It won’t exactly make world headlines, but in the Chinese port city of Dalian there was another accident today in the city’s sprawling petrochemicals development zone. This time a fuel tank caught fire in an oil refinery belonging to state major PetroChina.
This is same city, you’ll remember, that was hit by serious protests a fortnight back after a paraxylene chemical plant was nearly breached by a storm surge caused by a passing typhoon. In that case, the local government caved in and agreed to shut down the plant.
What’s amazing – and disconcerting for many living in Dalian – is that this is the FOURTH major safety alert in the petrochemicals complex in the last 12 months or so. No wonder the Weibo (Chinese Twitter) is hot with anger on the subject.
PetroChina had fires in Dalian last month (July 16) and October last year, while in July 2010 an explosion in a nearby fuel storage depot caused China’s biggest oil leak, spilling 1,500 tons of oil in the Yellow Sea. To have one accident may be regarded as a misfortune, but four in twelve months? That looks like carelessness to the point of institutional recklessness. No doubt a thorough inquiry will be held to find out – just like on the last three occasions.
Certainly, it seems as if the Chinese media have been told not to dwell on these matters too heavily: the official Xinhua newswire reports today’s fire, but can’t find space to mention the three other incidents, lest people start to join the dots. On days like these, you wonder how much of the rest of China’s much-vaunted infrastructure, built pell-mell this last decade or so, is on the verge of falling to bits.
That sinking feeling is what angered people during the Wenzhou rail disaster; it’s what put people onto the streets of Dalian two weeks ago and it is what is, like all the rotten concrete itself, is eating away at the bond of trust between China’s governors and the governed. Every night when I go home to my Beijing apartment, I have the same feeling. The place was built just seven years ago by a reputable (US) developer and, as I have written before, is quietly crumbling.

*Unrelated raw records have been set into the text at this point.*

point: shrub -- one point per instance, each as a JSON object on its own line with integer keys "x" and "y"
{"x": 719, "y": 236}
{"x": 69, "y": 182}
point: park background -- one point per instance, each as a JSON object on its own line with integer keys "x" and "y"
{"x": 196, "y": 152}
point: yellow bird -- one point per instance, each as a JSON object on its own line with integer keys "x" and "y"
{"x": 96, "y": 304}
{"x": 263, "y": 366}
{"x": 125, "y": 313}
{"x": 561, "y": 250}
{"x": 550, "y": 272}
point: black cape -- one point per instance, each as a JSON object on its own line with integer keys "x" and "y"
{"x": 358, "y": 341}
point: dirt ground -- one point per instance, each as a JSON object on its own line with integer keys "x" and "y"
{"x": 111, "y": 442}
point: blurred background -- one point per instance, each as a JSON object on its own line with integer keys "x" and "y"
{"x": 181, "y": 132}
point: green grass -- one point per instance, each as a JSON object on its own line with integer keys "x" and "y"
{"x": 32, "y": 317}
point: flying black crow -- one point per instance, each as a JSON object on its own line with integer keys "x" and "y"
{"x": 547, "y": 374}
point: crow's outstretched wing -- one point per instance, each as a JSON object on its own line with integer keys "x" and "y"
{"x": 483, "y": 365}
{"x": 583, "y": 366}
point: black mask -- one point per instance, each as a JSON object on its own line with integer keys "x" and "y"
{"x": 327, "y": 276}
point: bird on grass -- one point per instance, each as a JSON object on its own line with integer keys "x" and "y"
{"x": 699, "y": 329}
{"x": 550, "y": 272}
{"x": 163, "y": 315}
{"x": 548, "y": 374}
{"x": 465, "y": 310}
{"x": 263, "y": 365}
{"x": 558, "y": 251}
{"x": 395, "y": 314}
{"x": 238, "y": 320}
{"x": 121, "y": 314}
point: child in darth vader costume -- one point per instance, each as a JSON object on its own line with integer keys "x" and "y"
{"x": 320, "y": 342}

It all looks quite swish on the surface, but look carefully and you’ll see the flagstones in the public areas are subsiding drunkenly, the access road to the rear is shot to pieces, the bathroom fittings are corroding and the façades are starting to peel. With an apartments that hardly matters, but when it comes to railways, bridges, petrochemical complexes, 40,000 dams (as my colleague Malcolm Moore reported this week) and even nuclear power stations, we’ll have to pray higher standards have been enforced.

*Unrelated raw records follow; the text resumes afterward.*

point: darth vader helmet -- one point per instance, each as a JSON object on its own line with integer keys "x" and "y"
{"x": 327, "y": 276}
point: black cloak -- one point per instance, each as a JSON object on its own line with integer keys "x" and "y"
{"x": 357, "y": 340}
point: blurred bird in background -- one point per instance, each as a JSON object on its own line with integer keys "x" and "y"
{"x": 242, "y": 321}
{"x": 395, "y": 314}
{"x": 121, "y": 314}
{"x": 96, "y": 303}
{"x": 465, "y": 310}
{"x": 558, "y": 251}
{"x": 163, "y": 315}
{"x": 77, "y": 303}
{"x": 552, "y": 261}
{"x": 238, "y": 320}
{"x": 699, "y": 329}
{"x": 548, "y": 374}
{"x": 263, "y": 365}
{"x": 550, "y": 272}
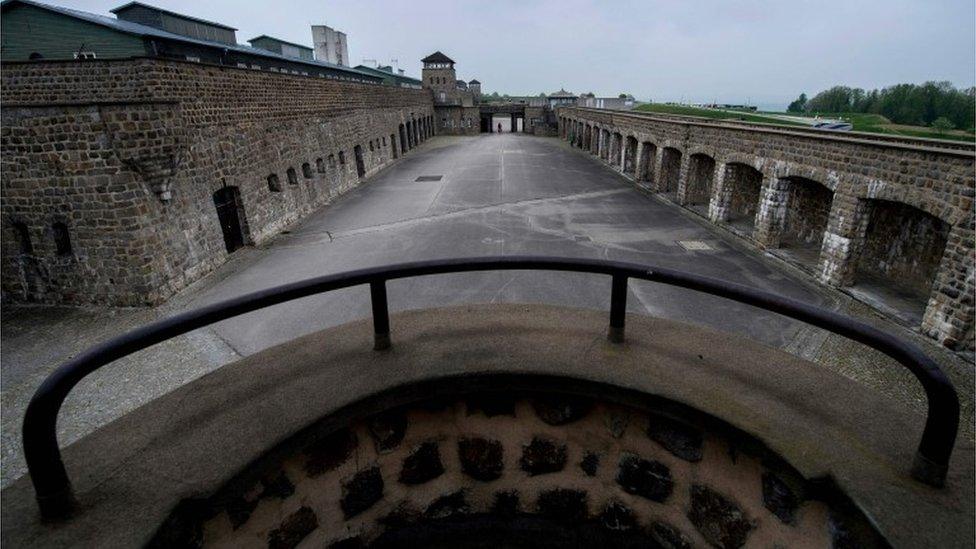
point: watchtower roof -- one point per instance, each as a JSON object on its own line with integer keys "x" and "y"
{"x": 437, "y": 57}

Perhaps there’s growth and money to be made repairing all this stuff, but as Michael Pettis, the bearish China economist writes in his China Financial Markets blog this week, the China investment binge just can’t go on forever.
I defer to Prof Pettis on the laws of economics (while acknowledging there are, of course, those who don’t agree with him) but like the ‘tofu’ schools of Sichuan that collapsed in the 2008 earthquake, events in Dalian do make you pause to wonder exactly what China’s economic “miracle” is founded upon.